A TV paga estabelece seus elencos e padrões visuais



Publicado originalmente no site: http://kogut.oglobo.globo.com/noticias-da-tv

Quarta-feira, 15 de maio de 2013, 09h05

Patrícia Kogut


Os sinais da maioridade da TV por assinatura no Brasil estão expressos nos números de usuários hoje (o setor fechou 2012 com 16,2 milhões). E também nas prospecções, nos últimos tempos, com a economia aquecida, muito otimistas. Não se trata mais de um serviço para a elite. Ele chegou a inúmeros lares brasileiros e, não raro, via pacotes combo, o que mostra que a internet também está se democratizando. Ainda assim, até aqui, a TV aberta era a matriz da linguagem e dona do padrão estético da totalidade da criação televisiva. A produção do cabo era um reflexo, às vezes pálido, desse modelo.

Anteontem, assistindo a “As canalhas” (GNT) com Alessandra Colassanti no papel principal (muito bem, por sinal), caiu a ficha de que até isso começa a mudar. Os canais por assinatura, aos poucos, vêm construindo seus próprios elencos. Há, no GNT, na HBO, no Multishow, no Gloob, só para citar alguns, talentos pouco vistos nas emissoras abertas. São inúmeros os exemplos. Em “Copa Hotel”, vemos brilhar Felipe Rocha. Ele já fez uma ou outra participação em novelas da Globo, mas sua carreira foi no teatro como ator, músico e diretor. Na série do GNT, seu bom trabalho grita e não passa despercebido nem aos olhos mais distraídos. Eucir de Souza, o juiz de “(fdp)”, produção da Prodigo para a HBO, também recebeu uma chance jamais experimentada na TV aberta e deixou ótimas lembranças para o público.

De volta ao GNT, na primeira temporada de “Sessão de terapia”, vimos alguns desempenhos excepcionais. Entre eles, Sérgio Guizé, um atirador de elite e freguês do divã do programa. Foi notado por Ricardo Linhares, autor de “Saramandaia”, e convidado para um papel de destaque na novela das 23h da Globo. O mesmo aconteceu com André Frateschi. Também chamado por Linhares, interpretará o Doutor Rochinha (que na primeira versão era José Augusto Branco). Nem Guizé nem Frateschi foram formados pela TV a cabo. Ambos têm história prévia no teatro. Mas foi essa a janela que deu a eles a visibilidade que mereciam.

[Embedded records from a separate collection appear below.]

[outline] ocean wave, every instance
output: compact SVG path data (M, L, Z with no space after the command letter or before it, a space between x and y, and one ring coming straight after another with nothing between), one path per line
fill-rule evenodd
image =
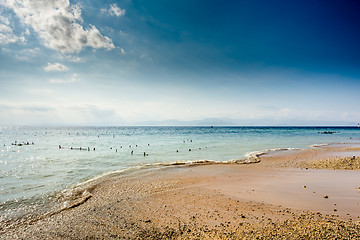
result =
M332 146L337 146L337 145L349 145L349 146L352 146L352 145L358 145L360 143L357 143L357 142L333 142L333 143L319 143L319 144L313 144L311 145L310 147L332 147Z
M330 145L329 143L317 143L317 144L310 145L309 147L317 148L317 147L326 147L329 145Z
M224 160L224 161L216 161L216 160L194 160L194 161L176 161L176 162L159 162L159 163L151 163L146 164L147 167L153 166L194 166L194 165L211 165L211 164L246 164L246 163L256 163L249 158L239 158L239 159L231 159L231 160Z
M260 162L260 156L270 153L270 152L280 152L280 151L290 151L290 150L299 150L299 148L271 148L271 149L265 149L261 151L253 151L246 153L246 157L249 161L255 161Z

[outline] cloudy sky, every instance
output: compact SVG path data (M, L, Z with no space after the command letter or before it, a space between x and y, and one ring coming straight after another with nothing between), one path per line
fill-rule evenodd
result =
M0 124L357 124L359 12L350 0L0 0Z

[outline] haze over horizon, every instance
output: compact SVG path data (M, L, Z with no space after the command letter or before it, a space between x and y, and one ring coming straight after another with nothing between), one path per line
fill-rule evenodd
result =
M0 0L0 125L355 126L359 12L350 0Z

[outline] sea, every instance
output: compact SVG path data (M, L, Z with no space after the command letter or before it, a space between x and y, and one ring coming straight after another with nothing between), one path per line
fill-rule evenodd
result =
M109 175L331 143L360 143L360 128L0 127L0 222L54 211Z

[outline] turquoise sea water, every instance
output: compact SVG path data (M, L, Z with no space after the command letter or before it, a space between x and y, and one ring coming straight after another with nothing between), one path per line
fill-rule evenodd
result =
M360 142L360 128L0 127L0 221L111 172L340 142Z

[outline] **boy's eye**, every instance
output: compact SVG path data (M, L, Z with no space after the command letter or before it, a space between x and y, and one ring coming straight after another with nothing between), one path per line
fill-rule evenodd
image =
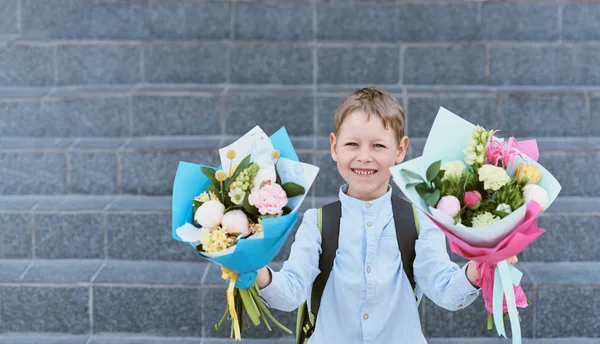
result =
M346 143L346 146L358 146L358 145L356 144L356 142L348 142L348 143Z
M375 147L377 147L377 148L385 148L385 146L384 146L384 145L382 145L381 143L376 143L376 144L375 144Z

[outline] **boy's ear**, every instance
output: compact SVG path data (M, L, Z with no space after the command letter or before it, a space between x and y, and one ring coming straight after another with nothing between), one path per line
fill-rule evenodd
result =
M331 158L337 162L337 138L334 133L329 134L329 146L331 147Z
M404 161L404 157L406 156L407 149L408 149L408 136L404 136L402 138L402 140L400 140L400 144L398 145L398 156L396 157L397 164Z

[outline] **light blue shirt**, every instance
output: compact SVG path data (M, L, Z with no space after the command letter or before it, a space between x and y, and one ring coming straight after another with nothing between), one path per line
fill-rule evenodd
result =
M323 291L311 344L427 343L415 292L402 268L393 221L391 188L365 202L339 192L342 203L338 251ZM479 295L446 252L446 238L427 216L419 213L420 234L415 243L416 296L423 293L437 305L458 310ZM309 301L319 274L321 233L317 211L304 214L290 257L271 283L261 290L268 306L294 311Z

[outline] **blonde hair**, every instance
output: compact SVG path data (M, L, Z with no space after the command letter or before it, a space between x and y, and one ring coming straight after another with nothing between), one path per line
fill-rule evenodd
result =
M355 111L362 111L367 115L375 115L383 121L384 128L392 128L396 134L396 142L400 143L404 137L406 117L402 106L389 92L377 87L361 88L348 94L335 111L333 117L333 133L338 136L342 123Z

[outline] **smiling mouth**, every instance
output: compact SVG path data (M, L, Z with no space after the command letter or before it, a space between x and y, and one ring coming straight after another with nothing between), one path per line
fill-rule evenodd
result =
M358 174L359 176L370 176L377 172L377 170L360 169L360 168L352 168L351 170L352 170L352 172L354 172L355 174Z

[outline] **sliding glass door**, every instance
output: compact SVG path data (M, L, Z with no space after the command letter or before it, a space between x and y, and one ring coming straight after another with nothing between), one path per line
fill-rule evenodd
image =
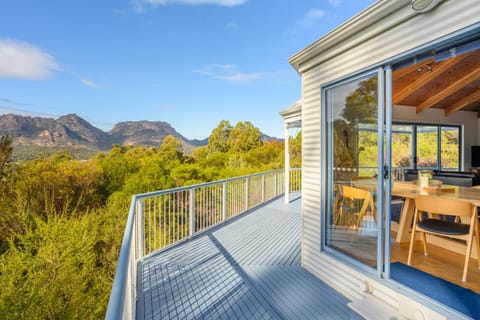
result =
M325 248L370 268L383 265L383 97L383 69L323 90Z

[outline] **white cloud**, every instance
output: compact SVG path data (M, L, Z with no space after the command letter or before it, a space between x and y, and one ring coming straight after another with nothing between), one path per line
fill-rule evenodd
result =
M103 89L102 86L98 85L96 82L86 79L86 78L81 78L80 81L86 85L87 87L93 88L93 89Z
M299 21L299 25L304 28L313 27L319 20L325 17L325 11L320 9L310 9L306 16Z
M31 116L31 117L42 117L42 118L53 118L54 116L49 113L35 112L30 110L24 110L19 108L13 108L8 106L0 105L0 115L2 114L18 114L21 116Z
M32 111L32 110L29 110L30 108L51 109L50 107L39 106L33 103L0 97L0 115L13 113L13 114L19 114L22 116L32 116L32 117L44 117L44 118L54 117L50 113Z
M30 43L0 39L0 77L25 80L49 78L58 63L41 48Z
M250 84L268 76L265 72L242 72L237 66L232 64L210 64L196 72L214 79L236 84Z
M340 7L342 0L328 0L328 3L333 7Z
M311 29L318 24L326 15L326 12L321 9L310 9L307 14L297 21L294 28L289 33L296 34L300 31Z
M135 11L144 11L147 7L165 6L168 4L186 5L218 5L234 7L245 4L248 0L130 0Z
M239 28L238 23L235 22L235 21L233 21L233 20L232 20L232 21L229 21L229 22L225 25L225 27L226 27L227 29L238 29L238 28Z
M30 104L25 103L25 102L20 102L8 98L0 98L0 103L6 103L6 104L11 104L11 105L16 105L16 106L28 106Z

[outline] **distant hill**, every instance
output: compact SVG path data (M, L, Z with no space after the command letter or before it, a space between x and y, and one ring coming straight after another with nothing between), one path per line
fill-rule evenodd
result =
M182 142L184 149L192 149L197 145L177 132L164 121L127 121L119 122L108 132L111 144L133 146L159 146L163 139L174 136Z
M187 151L208 142L190 141L162 121L120 122L104 132L76 114L58 119L1 115L0 135L7 134L14 138L14 159L32 159L39 153L60 149L67 149L78 158L88 158L110 150L113 144L159 146L168 135L178 138Z
M113 144L160 146L172 135L182 142L186 152L208 144L208 139L189 140L164 121L127 121L117 123L112 130L102 131L76 114L58 119L0 115L0 135L14 138L13 159L33 159L40 153L51 154L67 149L79 159L108 151ZM262 140L275 138L262 134Z

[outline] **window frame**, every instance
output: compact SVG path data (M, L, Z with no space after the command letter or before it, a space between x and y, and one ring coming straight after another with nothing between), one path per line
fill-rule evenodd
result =
M412 127L412 146L411 146L411 153L412 159L417 157L417 127L419 126L428 126L428 127L436 127L437 128L437 167L436 168L426 168L427 170L444 170L442 168L442 135L441 130L442 127L447 128L456 128L458 129L458 167L454 170L446 170L446 171L462 171L464 168L463 164L463 152L464 152L464 141L463 141L463 126L458 124L447 124L447 123L430 123L430 122L409 122L409 121L392 121L392 127L394 125L402 125L402 126L411 126ZM393 132L392 132L393 134ZM413 163L405 169L414 169L418 170L417 162L413 161ZM422 168L420 168L422 169Z
M320 167L322 172L325 174L322 174L321 176L321 186L324 191L322 191L322 196L321 196L321 214L320 214L320 226L321 226L321 237L320 237L320 251L327 253L340 261L343 261L347 263L350 266L353 266L359 270L362 270L366 274L369 274L375 278L380 278L381 275L383 274L383 259L384 259L384 222L382 216L386 214L385 209L386 208L379 208L377 207L377 221L378 221L378 234L377 234L377 267L372 268L361 261L347 255L346 253L343 253L339 250L336 250L335 248L332 248L327 245L328 239L327 239L327 230L326 228L328 227L328 219L327 219L327 214L329 212L329 209L331 209L332 206L332 200L329 198L329 193L328 193L328 186L330 185L330 180L332 177L330 177L330 172L328 171L329 168L329 163L333 163L333 154L330 154L330 148L329 145L331 144L330 142L330 125L329 125L329 110L327 108L327 91L330 89L333 89L338 86L342 86L346 83L362 79L368 75L376 74L378 78L378 100L377 100L377 108L378 108L378 126L380 127L381 123L381 128L382 130L381 133L379 132L379 139L380 136L383 139L384 137L384 131L386 130L386 125L385 125L385 111L384 111L384 106L385 106L385 101L383 97L385 96L385 67L374 67L370 68L367 70L361 70L353 75L349 75L346 77L341 77L339 79L336 79L334 81L325 83L320 86L320 92L321 92L321 111L320 111L320 121L322 123L322 128L321 128L321 154L323 155L320 163ZM378 145L379 152L378 152L378 176L383 177L384 176L384 161L386 157L384 158L384 143L379 143ZM381 163L381 165L380 165ZM384 202L384 197L385 194L389 194L389 192L385 192L386 189L384 189L384 183L383 179L378 179L378 185L377 185L377 190L383 190L382 192L377 192L378 198L377 198L377 203L383 203ZM387 209L388 214L390 214L390 209ZM382 262L379 262L382 261Z

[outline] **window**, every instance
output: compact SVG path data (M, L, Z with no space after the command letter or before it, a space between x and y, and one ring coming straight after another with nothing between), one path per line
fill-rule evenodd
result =
M393 123L392 166L460 171L461 133L455 125Z

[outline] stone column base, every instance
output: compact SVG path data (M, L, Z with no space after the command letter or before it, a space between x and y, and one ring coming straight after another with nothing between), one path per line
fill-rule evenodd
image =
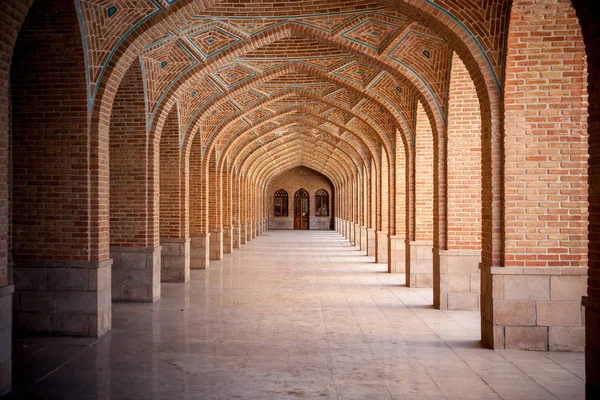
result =
M233 225L233 239L232 239L232 245L234 249L239 249L240 246L242 245L242 241L241 241L241 232L242 232L242 227L241 225Z
M160 299L161 247L111 247L113 301Z
M352 231L354 232L354 240L352 242L360 249L360 224L354 223Z
M343 238L346 238L346 221L340 220L340 234Z
M406 244L406 285L433 287L433 242L411 241Z
M248 234L246 233L246 224L240 225L240 246L246 244Z
M208 254L211 260L223 259L223 231L210 231Z
M190 280L190 238L160 240L161 253L161 282L183 283Z
M190 242L190 268L207 269L209 265L210 233L194 235Z
M0 396L12 388L12 317L14 285L0 287Z
M367 255L375 257L377 253L377 234L375 229L367 229Z
M582 351L581 298L586 290L587 268L482 265L483 344L494 349Z
M252 222L248 222L246 224L246 242L251 242L252 238Z
M369 238L367 237L367 227L360 227L360 250L367 252L367 247L369 246Z
M16 329L46 335L104 335L112 320L112 262L28 261L26 266L16 266Z
M600 396L600 300L583 298L585 307L585 394L587 399Z
M354 244L354 224L350 221L346 223L346 235L350 244Z
M384 231L377 231L377 254L375 254L375 262L379 264L387 264L388 262L388 234Z
M233 251L233 228L223 227L223 254L231 254Z
M479 310L477 250L433 249L433 305L440 310Z
M388 236L388 272L406 272L406 246L403 236Z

Dá para fazer uma lista comprida de exemplos e ela tende a crescer. Para além dos elencos, existe uma linguagem visual que chama a atenção. Ela está nas vinhetas da Globo News, as mais inspiradas de toda a televisão — além de bonitas, possuem grande poder de comunicação.

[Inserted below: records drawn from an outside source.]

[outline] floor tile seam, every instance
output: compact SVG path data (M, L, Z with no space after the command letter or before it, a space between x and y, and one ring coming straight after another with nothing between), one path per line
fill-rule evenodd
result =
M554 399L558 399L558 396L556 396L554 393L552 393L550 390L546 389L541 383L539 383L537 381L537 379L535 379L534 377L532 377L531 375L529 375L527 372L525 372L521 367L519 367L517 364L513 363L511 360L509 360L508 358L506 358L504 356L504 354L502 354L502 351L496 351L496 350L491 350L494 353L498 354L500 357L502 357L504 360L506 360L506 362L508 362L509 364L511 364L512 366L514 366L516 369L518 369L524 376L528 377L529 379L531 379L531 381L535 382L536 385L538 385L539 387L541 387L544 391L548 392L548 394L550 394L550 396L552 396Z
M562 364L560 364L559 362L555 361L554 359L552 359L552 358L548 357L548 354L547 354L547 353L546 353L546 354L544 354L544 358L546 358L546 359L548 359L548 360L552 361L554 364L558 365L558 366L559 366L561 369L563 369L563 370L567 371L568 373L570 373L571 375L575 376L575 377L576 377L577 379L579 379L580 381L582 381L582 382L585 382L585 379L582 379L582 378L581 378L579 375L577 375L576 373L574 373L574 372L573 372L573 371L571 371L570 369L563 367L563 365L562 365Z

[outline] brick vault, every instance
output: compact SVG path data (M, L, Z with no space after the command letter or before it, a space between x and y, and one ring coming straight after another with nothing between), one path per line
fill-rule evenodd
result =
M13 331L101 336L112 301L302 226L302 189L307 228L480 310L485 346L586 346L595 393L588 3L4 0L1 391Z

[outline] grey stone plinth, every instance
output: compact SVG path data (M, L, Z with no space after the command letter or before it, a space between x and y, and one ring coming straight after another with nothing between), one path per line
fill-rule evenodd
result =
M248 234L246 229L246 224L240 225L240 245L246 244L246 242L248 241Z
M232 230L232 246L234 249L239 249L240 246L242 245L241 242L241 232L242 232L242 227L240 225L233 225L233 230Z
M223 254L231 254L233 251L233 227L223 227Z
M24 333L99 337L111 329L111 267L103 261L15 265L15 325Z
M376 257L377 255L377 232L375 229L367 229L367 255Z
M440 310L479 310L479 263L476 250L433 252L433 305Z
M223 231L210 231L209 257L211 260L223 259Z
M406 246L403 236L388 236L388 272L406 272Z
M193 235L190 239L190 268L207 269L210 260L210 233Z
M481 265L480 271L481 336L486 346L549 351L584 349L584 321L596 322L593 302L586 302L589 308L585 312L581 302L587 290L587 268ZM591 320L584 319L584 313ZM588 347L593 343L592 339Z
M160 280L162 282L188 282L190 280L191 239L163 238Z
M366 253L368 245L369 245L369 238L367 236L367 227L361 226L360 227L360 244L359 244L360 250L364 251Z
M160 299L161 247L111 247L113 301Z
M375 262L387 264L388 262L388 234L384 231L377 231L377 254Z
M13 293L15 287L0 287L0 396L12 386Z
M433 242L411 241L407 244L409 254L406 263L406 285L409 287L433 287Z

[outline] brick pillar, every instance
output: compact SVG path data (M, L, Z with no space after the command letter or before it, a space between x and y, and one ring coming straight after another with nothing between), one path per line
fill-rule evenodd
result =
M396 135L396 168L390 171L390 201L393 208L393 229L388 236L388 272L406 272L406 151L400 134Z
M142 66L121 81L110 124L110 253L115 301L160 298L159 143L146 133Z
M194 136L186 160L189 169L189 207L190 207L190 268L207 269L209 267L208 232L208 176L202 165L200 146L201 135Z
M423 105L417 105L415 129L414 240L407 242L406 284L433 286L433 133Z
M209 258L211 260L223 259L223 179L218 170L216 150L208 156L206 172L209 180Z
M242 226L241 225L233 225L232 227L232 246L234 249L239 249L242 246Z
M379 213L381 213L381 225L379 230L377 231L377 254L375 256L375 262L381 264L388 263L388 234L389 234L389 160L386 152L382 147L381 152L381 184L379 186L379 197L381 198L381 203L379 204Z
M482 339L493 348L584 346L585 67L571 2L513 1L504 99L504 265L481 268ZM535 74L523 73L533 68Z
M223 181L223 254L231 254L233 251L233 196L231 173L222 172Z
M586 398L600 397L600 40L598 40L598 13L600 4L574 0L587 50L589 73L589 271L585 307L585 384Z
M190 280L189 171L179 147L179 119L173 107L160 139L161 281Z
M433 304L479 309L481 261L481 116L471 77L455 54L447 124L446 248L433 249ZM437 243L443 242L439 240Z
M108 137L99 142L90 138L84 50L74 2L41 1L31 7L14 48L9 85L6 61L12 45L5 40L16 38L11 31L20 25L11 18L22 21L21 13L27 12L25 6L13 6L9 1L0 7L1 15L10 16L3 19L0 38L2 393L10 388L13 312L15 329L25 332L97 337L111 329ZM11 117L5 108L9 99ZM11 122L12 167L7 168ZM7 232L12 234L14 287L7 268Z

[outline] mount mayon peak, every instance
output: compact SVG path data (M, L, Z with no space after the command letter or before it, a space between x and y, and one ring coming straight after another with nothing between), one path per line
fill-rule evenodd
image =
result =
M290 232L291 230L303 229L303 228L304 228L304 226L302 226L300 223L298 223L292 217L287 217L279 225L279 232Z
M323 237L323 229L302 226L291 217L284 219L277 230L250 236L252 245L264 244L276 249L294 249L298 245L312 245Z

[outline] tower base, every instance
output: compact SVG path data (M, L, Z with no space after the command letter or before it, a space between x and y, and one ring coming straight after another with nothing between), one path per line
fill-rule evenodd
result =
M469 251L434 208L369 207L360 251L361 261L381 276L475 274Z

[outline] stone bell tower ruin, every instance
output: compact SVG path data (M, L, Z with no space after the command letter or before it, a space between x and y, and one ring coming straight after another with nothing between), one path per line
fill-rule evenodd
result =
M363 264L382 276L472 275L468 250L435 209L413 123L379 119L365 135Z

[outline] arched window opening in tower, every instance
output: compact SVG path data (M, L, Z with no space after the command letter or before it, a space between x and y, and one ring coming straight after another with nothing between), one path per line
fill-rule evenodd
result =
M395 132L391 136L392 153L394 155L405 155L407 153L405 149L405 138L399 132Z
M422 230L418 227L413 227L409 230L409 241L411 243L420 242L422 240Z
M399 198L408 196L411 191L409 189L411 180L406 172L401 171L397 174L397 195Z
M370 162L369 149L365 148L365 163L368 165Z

Há, entretanto, que se fazer ressalvas. A primeira, talvez a mais importante, diz respeito à confusão equivocada entre falta de qualidade e linguagem. Quando os programas do cabo são mambembes, significa que não contam com meios de produção potentes — como deveriam. Isso não pode ser aceito como uma linguagem em si. Se a TV paga está estabelecendo uma identidade estética e narrativa que ambiciona até um dia ser dominante, sua obrigação é perseguir o bom nível técnico. Programas tipo “uma câmera na mão e vamos nessa” têm pouco espaço num ambiente que se pretende adulto. Maioridade também é capacidade de competir.